Die SPD will die Dauer der Bindung daher verlängern oder gar abschaffen. „Was einmal öffentlich geförderter Wohnraum war, muss es auch langfristig bleiben“, heißt es in einem Positionspapier von Parteichefin Andrea Nahles und SPD-Vize Thorsten Schäfer-Gümbel. Ähnlich äußerte sich am Mittwoch der Stadtsoziologe Andrej Holm, der der Linken nahesteht: „Wir brauchen einen Ausstieg aus der Zwischennutzungslogik.“ Sozialbindungen zu befristen sei ein Luxus, den man sich jahrzehntelang geleistet habe.

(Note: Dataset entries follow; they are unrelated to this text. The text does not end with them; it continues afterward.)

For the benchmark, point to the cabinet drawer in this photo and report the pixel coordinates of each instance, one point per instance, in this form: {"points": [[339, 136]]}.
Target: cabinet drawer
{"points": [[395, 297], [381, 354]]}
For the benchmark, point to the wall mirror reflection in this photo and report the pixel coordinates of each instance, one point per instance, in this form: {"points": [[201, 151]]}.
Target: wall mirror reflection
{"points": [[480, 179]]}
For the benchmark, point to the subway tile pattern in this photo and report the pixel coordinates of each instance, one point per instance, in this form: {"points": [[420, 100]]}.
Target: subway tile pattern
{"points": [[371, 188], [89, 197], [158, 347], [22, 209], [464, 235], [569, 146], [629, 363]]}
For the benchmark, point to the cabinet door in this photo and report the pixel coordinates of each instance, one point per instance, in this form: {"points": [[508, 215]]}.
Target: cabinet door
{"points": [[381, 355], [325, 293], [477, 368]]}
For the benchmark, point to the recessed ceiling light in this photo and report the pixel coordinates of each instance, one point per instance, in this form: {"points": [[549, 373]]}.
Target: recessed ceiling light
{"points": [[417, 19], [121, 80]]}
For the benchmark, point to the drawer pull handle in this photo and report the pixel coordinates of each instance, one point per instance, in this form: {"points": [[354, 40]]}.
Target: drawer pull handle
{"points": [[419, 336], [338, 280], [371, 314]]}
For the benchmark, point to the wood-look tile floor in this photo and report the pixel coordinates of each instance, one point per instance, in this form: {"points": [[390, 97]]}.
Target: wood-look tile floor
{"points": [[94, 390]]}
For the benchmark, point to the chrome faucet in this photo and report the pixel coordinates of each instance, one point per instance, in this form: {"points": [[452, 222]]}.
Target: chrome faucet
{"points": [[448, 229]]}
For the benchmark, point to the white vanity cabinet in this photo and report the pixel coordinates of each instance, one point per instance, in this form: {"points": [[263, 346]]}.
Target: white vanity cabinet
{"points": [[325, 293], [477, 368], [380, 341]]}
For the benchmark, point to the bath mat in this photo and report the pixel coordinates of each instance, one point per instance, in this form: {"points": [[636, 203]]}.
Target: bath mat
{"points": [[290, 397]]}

Kritik an Fehlbelegung wird zurückgewiesen

Kritik am Instrument des sozialen Wohnungsbaus äußerte Oliver Arentz vom Institut für Wirtschaftspolitik an der Uni Köln. Schätzungen zufolge sei jede zweite Sozialwohnung fehlbelegt. Sie werde also weiter von Menschen bewohnt, die aufgrund ihres Einkommens gar nicht mehr dazu berechtigt wären. Der Vertreter des Deutschen Städtetages wies das zurück. Zwar gebe es keine verlässliche Statistik, meinte Sebastian Klöppel. Aber die Erfahrungen etwa aus Hessen, wo in solchen Fällen eine Fehlbelegungsabgabe von den Bewohnern erhoben wird, sprächen eher für eine Fehlbelegungsquote von zehn Prozent.

In einer schriftlichen Stellungnahme mahnte der Städtetag an, den sozialen Wohnungsbau nicht isoliert zu denken. Er sei „eng mit einer integrierten Stadtentwicklungsplanung verbunden”. Auch solle von Anfang an berücksichtigt werden, wie die bestehende Infrastruktur angepasst werden muss, besonders bei Neubauten im Innenbereich. Im Grundgesetz könne daher auch eine Kompetenz des Bundes für den Bereich Städtebau ergänzt werden. Der SPD-Bundestagsabgeordnete Bernhard Daldrup begrüßte diese Überlegung.